James – I do apologize. I’d like to keep the thread on Helpful Books on Dreams as a resource of works on dreams recommended by forum participants – so, as admin, I moved a few posts where you and Shaheda were discussing dreams in general, and not sharing helpful titles, to her thread on When Is a Dream a Future Dream. I was successful with with some of that, but this post of yours ended up a separate topic, and this is where it will stay.

You are on to something about Jung’s stress on the emotional charge of a dream image. In Man and His Symbols, a work unfinished at the time of his death. Jung describes how

… archetypes appear in practical experience: They are, at the same time, both images and emotions. One can speak of an archetype only when these two aspects are simultaneous. When there is merely the image, then there is simply a word-picture of little consequence. But by being charged with emotion, the image gains numinosity (or psychic energy); it becomes dynamic, and consequences of some sort must flow from it.” (p. 87)

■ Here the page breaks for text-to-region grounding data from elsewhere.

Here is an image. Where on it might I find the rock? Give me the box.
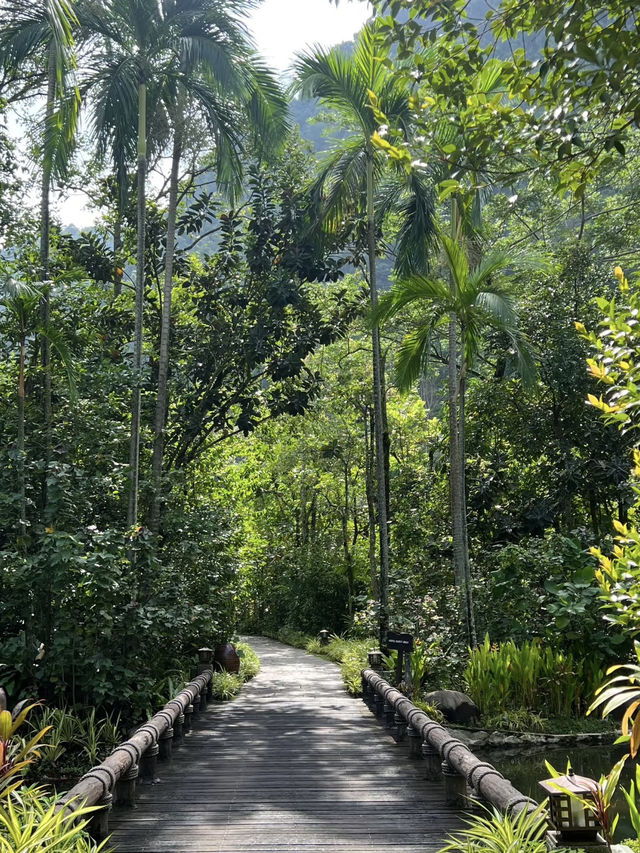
[455,729,489,748]
[424,690,480,724]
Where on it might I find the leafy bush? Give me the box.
[465,635,603,717]
[236,642,260,680]
[437,802,573,853]
[482,710,547,733]
[27,707,122,782]
[0,790,105,853]
[210,671,244,701]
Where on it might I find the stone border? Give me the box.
[452,727,620,750]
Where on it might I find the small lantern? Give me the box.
[367,649,383,669]
[539,769,601,842]
[318,629,330,646]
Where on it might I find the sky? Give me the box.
[249,0,372,72]
[57,0,372,226]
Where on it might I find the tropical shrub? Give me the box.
[465,636,603,717]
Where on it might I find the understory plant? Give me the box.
[465,635,603,717]
[437,801,573,853]
[0,699,104,853]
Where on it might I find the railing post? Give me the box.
[383,700,395,729]
[407,724,421,758]
[90,791,113,839]
[198,647,214,700]
[159,727,174,760]
[184,702,194,732]
[393,711,406,742]
[173,712,185,744]
[116,763,138,807]
[373,692,385,719]
[442,759,467,807]
[140,743,159,781]
[191,689,201,723]
[421,741,441,781]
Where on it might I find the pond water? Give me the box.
[477,743,638,842]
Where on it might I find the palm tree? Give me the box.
[148,0,289,532]
[373,232,536,645]
[293,25,435,649]
[80,0,178,528]
[83,0,288,530]
[0,0,79,510]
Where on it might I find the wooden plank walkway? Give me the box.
[109,636,462,853]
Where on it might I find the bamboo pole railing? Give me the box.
[55,647,215,838]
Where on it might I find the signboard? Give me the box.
[387,631,413,653]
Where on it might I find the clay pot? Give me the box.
[214,643,240,674]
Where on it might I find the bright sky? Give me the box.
[249,0,372,72]
[58,0,372,226]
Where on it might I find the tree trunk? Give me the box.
[17,334,26,540]
[363,405,379,599]
[448,316,465,591]
[149,107,183,533]
[366,151,390,652]
[127,81,147,528]
[39,43,56,519]
[458,367,476,647]
[114,213,123,297]
[342,464,354,618]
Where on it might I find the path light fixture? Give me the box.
[319,629,330,646]
[367,649,383,670]
[539,769,601,844]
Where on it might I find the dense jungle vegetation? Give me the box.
[1,0,640,792]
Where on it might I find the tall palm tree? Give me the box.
[0,0,79,513]
[293,25,435,648]
[83,0,288,529]
[373,232,536,645]
[80,0,178,528]
[148,0,289,532]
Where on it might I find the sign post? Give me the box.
[387,631,413,687]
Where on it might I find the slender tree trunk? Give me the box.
[342,464,354,618]
[448,317,465,591]
[128,81,147,528]
[114,213,123,297]
[458,367,476,647]
[40,44,56,519]
[366,151,390,652]
[149,107,183,533]
[17,335,26,539]
[363,405,379,599]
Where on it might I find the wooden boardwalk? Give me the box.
[109,636,462,853]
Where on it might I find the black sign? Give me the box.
[387,631,413,652]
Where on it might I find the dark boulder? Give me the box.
[424,689,480,724]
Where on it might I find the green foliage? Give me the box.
[0,702,49,798]
[27,707,122,782]
[236,643,260,681]
[465,635,603,718]
[437,802,558,853]
[482,710,547,733]
[210,672,244,702]
[0,790,105,853]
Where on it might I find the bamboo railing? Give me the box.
[361,667,537,814]
[56,647,215,838]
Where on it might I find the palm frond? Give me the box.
[439,232,470,294]
[39,323,77,400]
[392,170,437,277]
[395,324,433,392]
[372,275,450,326]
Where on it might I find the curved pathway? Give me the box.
[109,636,462,853]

Though it is possible to train oneself to remember dreams, for most people most of the time, generally only dreams with emotionally charged imagery make it across the divide into consciousness when we wake – which are primarily nightmares, and some dreams with erotic overtones.

I wouldn’t necessarily call Shaahayda’s dream of Campbell’s irritation with her questions (in the thread linked above) a full-blown nightmare, but she did find Joe’s reaction to her disturbing. That emotional charge gives the image enough energy to etch itself into her memory.